Other forms of diabetes mellitus include congenital diabetes, which is due to genetic defects of insulin secretion, cystic fibrosis-related diabetes, steroid diabetes induced by high doses of glucocorticoids, and several forms of monogenic diabetes.
In DM defective phagocytosis is proboly the main cause for reduced immunity. The associated oral diseases are
Susceptible for infections (candidosis)
- Complications due to Xerostomia (due to polyuria and dehydration)
- Periodontal disease (exaggerated response to plaque)
- Lichenoid reactions due to antidiabetic drugs
Chronic autoimmune hepatitis, SLE like diseases are autoimmune disease related with T- cell defects. These patients have increased risk for oral infections.
Systemic lupus erythematosus
SLE is inflammatory multisystem disorder with arthralgia and rashes as the most common clinical features. This condition is 9 times more common in women than in men with a peak age of onset between 20-40 years. Loss of self tolerance has several consequences there is impaired T-cell regulation on immune system leading to immune deficiency. Oral manifestation is oral ulceration.
Neutropenia is defined as circulatory neutrophil count below 1.5 ×109 /L. Acquired causes may be viral infections, severe bacterial infections, immune nurtopenia (autoimmune neonatal netropenia) inherited causes are ethnic (common in black races), cyclic neutropenia(genetic defect with neutropenia every 2-3 weeks)
Frequent infections, often serious, characteristic glazed mucositis and oral ulcerations are common.
Is a multisystemic disorder of unknown aetiology characterised by non-caseating granulomas in many tissues and organs.
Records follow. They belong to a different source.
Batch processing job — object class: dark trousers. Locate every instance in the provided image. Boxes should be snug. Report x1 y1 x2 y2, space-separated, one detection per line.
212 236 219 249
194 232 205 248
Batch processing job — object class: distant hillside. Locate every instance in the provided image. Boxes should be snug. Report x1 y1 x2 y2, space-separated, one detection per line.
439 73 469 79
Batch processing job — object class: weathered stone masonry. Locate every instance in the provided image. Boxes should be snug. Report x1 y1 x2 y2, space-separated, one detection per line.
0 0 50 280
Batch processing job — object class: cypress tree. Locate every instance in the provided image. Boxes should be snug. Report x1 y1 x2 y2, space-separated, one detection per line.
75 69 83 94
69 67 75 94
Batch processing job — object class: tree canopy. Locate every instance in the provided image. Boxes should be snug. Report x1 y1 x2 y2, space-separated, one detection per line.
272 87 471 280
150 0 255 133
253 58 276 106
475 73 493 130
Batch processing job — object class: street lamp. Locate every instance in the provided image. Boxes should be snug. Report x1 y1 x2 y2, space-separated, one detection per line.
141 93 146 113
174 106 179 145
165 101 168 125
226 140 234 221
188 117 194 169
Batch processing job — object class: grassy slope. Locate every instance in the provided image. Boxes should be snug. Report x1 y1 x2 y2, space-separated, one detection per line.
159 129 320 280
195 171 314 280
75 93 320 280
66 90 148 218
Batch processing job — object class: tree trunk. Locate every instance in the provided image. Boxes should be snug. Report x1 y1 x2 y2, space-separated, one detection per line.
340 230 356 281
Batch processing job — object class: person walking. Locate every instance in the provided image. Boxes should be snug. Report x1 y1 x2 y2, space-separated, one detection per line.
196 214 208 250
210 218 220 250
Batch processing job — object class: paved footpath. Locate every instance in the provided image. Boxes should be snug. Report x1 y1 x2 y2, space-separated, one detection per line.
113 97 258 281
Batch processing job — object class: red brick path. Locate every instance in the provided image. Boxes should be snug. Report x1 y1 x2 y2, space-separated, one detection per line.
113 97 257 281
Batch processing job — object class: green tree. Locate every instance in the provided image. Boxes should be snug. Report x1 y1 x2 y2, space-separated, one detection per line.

It is commonly affects young adults and usually presenting with bilateral hilar lymphadenopathy, pulmonary infiltration and skin or eye lesions. There is depresses cell mediated reactivity and overall lymphopenia. Circulating T lymphocytes are low but B cells are slightly raised.
Lip swelling, gingival and palatal nodules can occur. Unilateral or bilateral parotitis with painful enlargement occur in less than 10% of patients and some go on to develop xerostomia. Combined uveoparotid involvement is described as Mikulicz syndrome.
Sickle cell disease is an autosomal dominant condition. Hb S result from a single base mutation of adenine to thymine which produces a substitution of valine for glutamate at sixth cordon of the β globulin chain. Sickling off cell under low O2 concentration , resulting a short red cell survival. Ther is increased blood viscosity and reduced blood flow result in thrombosis and infarction with chronic haemostasis. There is reduced immunity and low Hb levels. Infections are common in tissues susceptible to vaso occlusion.
E.g. bones, lungs, kidney
Oral manifestations are
- Pallor of mucosa with jaundice
- Delayed eruption
- More prone to osteomyalitis
- Parasthesia of mental nerve
- Bimaxillary proclination , high cheek bones
Some of the important immunodeficiency conditions which were discussed above with related oral disease conditions are important in several ways for the dental practitioner. Early diagnosis, appropriate referrals and management of oral complications of these conditions are the important duties that dental practitioner must deal with.